The Five Permanent Members of the UN Security Council

Security Council meeting in New York.  Editorial credit: Golden Brown /
Security Council meeting in New York. Editorial credit: Golden Brown /

The United Nations is the largest intergovernmental organization in the world with 193 members. It was founded on October 4, 1945, by fifty-one members. Fifty of the members signed the United Nations Charter on June 26, 1945, during the United Nations Conference on International Organization in San Francisco, US. Poland ratified the charter on 15 October 1945. Forty-nine of the original states are still members; the Russian Federation took over the membership of the Soviet Union after dissolution while Yugoslavia and Czechoslovakia were dissolved. The Security Council is one of the six principal organs of the United Nations that also includes the General Assembly, Economic and Social Council, the Trusteeship Council, International Court of Justice, and the Secretariat. The primary responsibility of the Security Council is to maintain international peace by fostering relations among nations. Members of the UN are required to accept and enforce the decisions of the council. The Security Council consists of fifteen members: five permanent and ten non-permanent.

Organization of the Security Council

Each member is entitled to a single vote, but the United Nations Charter require all member states to comply with the decisions made by the council. Permanent members of the UN are the United States, China, Russia, France, and the United Kingdom. Non-permanent members are elected by the General Assembly to serve a two-year term. About sixty member states have never been members of the Security Council. Non-members may participate in the discussions of the council if they are affected by the outcome but cannot cast a vote.
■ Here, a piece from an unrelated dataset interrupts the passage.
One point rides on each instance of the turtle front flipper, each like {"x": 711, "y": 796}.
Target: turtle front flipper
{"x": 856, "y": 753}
The Presidency of the Security Council rotates among the permanent and non-permanent members based on the alphabetical order in English. Each state elects a permanent representative who acts as the president when it is the country's turn. If a higher authority from the state such as the foreign minister, prime minister or president is present in the council, then he assumes the presidency.
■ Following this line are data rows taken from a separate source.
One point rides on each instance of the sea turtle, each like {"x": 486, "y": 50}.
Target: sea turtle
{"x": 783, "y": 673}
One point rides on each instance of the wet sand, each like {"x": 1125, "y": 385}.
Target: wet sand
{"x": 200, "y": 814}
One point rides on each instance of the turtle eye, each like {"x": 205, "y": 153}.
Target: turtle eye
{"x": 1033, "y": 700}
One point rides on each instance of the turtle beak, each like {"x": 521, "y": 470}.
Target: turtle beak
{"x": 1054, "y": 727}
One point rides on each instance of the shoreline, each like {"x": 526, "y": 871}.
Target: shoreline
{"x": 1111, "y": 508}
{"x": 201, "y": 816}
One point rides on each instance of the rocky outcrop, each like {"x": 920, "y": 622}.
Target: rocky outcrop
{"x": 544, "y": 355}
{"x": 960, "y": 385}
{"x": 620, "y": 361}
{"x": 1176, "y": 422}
Permanent Members of the Security Council

The permanent members (P5) of the Security Council are the five countries granted permanent membership by the UN Charter of 1945. They are China, France, the United States, the United Kingdom, and Russia. These countries were allies during the Second World War and are nuclear capable. Any of the five permanent members can veto a resolution to prevent its adoption by the council regardless of the level of support. Proposals to increase the members of the council by admitting Japan, India, Germany, and Brazil have been opposed by regional powers including India, Argentina, South Korea, Mexico, and Colombia.

5. United States

The United States emerged as a superpower after the Second World War. It was the first nation to develop the atomic bomb, its military might was unchallenged, and its economy was much better than the rest of the world. The state advocated for the formation of the United Nations after the collapse of the League of Nations. It hosts the United Nations Headquarters, the General Assembly, and the Security Council.

4. United Kingdom

The United Kingdom is also Charter members of UN. It was a vital member of the Allied Forces during the Second World War and a powerful European state. It is the closest ally of the United States and the fifth largest contributor to the UN budget. It is also a nuclear-capable country and the fifth largest economy in the world. The United Kingdom barely flexes its veto power; the last resolution vetted by the state was the US invasion of Panama on December 23, 1989.

3. Russia

Russia is a charter member of the UN and a superpower. It was a member of the Allied Forces during the Second World War. It is a nuclear-capable state that is politically and economically stable. Russia is the largest country in the world with a territory extending across Europe and Asia. After WWII, the United States and Russia engaged in cold and proxy wars that strained the relations between the two countries. Today, Russia exercises veto privileges rights against American proposals than any other state.

2. France

France is a charter member of the United Nations and a close ally of the United States and the United Kingdom. It was a member of the Allied Forces during the signing of the chatter and remains a vital member of the North Atlantic Treaty Organization. France, just like the United Kingdom and China, does not flex its veto power frequently unlike the United States and Russia. The last resolution vetoed by France was on December 23, 1989.

1. China

China is a charter member of the United Nations. The Republic of China initially held the seat, but the nationalist government was overthrown by the Communist Party and forced to the island of Taiwan. In 1971, the General Assembly recognized the communist government as the sole representative of China and expelled the Republic of China altogether. China played a crucial role during the Second World War defeat of Japan, and the United States sought to foster relations by advocating for the inclusion of the state as a permanent member.